DO: Eine angemessene Vorstellung bildet für gewöhnlich den perfekten Auftakt für ein Gespräch. Klassisch ist ein ordentlicher Händedruck und die Nennung des vollen Namens und ruhig ein Satz, der bereits eine charakterliche Einschätzung abwägen lässt. Dabei authentisch und freundlich zu sein ist nicht nur die einfachste, sondern auch die beste Strategie. Unterstützend wirkt bequeme Kleidung, in der man sich nicht verkleidet fühlt, sondern positiv hervorsticht. Auf keinen Fall vergessen: Visitenkarten! Denn egal, wie inspirierend und lange ein Gespräch verläuft, in der Regel bleibt der Kontakt nur vage im Kopf.

DON’T: Leidenschaftliche Networker können faszinieren – Alleinunterhalter nicht. Wer nach zahlreichen Gesprächen merkt, dass sein Akku verbraucht ist, sollte nicht auf Teufel komm raus noch langweilige Schenkelklopfer am nächstgelegenen Stehtisch zum Besten geben. Sind Körper und Geist erschöpft, heißt es: Abschalten. Egal ob bei einem Getränk an der Bar oder schließlich auf dem Heimweg.

Körpersprache – Ausstrahlung und Augenkontakt

DO: Um seinem Gegenüber Interesse an einem Gespräch zu signalisieren, lautet die Goldregel: Augenkontakt. Das gilt ebenso, wenn sich der Netzwerkpartner bereits gefunden hat. Eine gerade Haltung, das subtile Imitieren der Gesten sowie angemessenes Vorbeugen tragen weiterhin zu einem fruchtbaren Austausch von Informationen bei. Auch wer freundlich lächelt sammelt Bonuspunkte. Wer außerdem gezielt voranschreitet, statt wahllos durch die Location zu irren, sollte nicht lang allein sein.

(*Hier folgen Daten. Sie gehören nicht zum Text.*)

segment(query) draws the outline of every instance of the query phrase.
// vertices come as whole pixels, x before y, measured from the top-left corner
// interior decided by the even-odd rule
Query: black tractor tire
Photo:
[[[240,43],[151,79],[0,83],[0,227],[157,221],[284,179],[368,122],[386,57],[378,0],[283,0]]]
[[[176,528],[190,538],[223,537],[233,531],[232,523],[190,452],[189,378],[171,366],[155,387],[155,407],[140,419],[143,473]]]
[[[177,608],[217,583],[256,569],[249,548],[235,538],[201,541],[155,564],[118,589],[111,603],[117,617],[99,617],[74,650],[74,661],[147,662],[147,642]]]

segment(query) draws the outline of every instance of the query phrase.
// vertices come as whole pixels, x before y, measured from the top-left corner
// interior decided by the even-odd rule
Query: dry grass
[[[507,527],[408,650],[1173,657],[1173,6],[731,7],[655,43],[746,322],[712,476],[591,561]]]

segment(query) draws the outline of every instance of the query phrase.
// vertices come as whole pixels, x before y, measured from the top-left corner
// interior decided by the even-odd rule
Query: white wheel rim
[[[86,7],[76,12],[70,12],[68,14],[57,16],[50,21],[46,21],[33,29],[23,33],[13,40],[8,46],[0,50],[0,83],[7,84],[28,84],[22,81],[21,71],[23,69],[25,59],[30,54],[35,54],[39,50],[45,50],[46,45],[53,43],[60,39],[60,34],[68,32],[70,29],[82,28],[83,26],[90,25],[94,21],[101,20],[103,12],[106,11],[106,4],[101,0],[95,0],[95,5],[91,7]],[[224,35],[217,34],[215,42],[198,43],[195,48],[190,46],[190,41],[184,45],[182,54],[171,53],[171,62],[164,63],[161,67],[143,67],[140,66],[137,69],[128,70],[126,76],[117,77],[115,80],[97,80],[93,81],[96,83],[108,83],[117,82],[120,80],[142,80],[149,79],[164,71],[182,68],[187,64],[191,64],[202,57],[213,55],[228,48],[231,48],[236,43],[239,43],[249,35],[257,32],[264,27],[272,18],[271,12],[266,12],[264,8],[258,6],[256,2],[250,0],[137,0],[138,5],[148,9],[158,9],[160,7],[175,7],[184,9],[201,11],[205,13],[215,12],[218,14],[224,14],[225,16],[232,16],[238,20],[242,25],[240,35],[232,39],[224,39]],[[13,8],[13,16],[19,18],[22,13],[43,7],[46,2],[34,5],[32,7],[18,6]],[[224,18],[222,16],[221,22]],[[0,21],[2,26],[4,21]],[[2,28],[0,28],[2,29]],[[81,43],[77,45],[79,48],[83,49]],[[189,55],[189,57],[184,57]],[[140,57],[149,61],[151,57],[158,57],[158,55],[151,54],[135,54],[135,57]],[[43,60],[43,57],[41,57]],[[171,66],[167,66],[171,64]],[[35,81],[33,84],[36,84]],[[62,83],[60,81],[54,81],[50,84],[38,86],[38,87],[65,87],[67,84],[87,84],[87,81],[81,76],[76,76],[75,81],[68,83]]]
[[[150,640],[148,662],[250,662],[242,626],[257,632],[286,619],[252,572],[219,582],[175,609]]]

DON’T: Blicken ausweichen! Wer mit verschränkten Armen jeden Augenkontakt scheut, wird es schwer haben, schnell einen geeigneten Gesprächspartner zu finden. Doch Vorsicht auch vor zu viel Zuneigung! Eine Businessveranstaltung ist kein Kuschelclub, daher unbedingt die richtige Dosis wählen und nicht penetrieren.

FAZIT: Wie wertvoll ein Netzwerk an Kontakten sein kann, hängt an demjenigen, der das Netz spinnt. Neue Ideen, statt immer dieselbe Leier sorgen für frischen Wind bei wiederholten Gesprächen. Wer sich nicht als Verkaufsprofi darstellt, sondern seine ehrliche Meinung preisgibt, bleibt als sympathischer Gesprächspartner im Kopf. Letztlich ist es aber die Pflege des bereits bestehenden Netzwerks, also der regelmäßige Kontakt, der den Grundstein für eine gute Beziehung legt.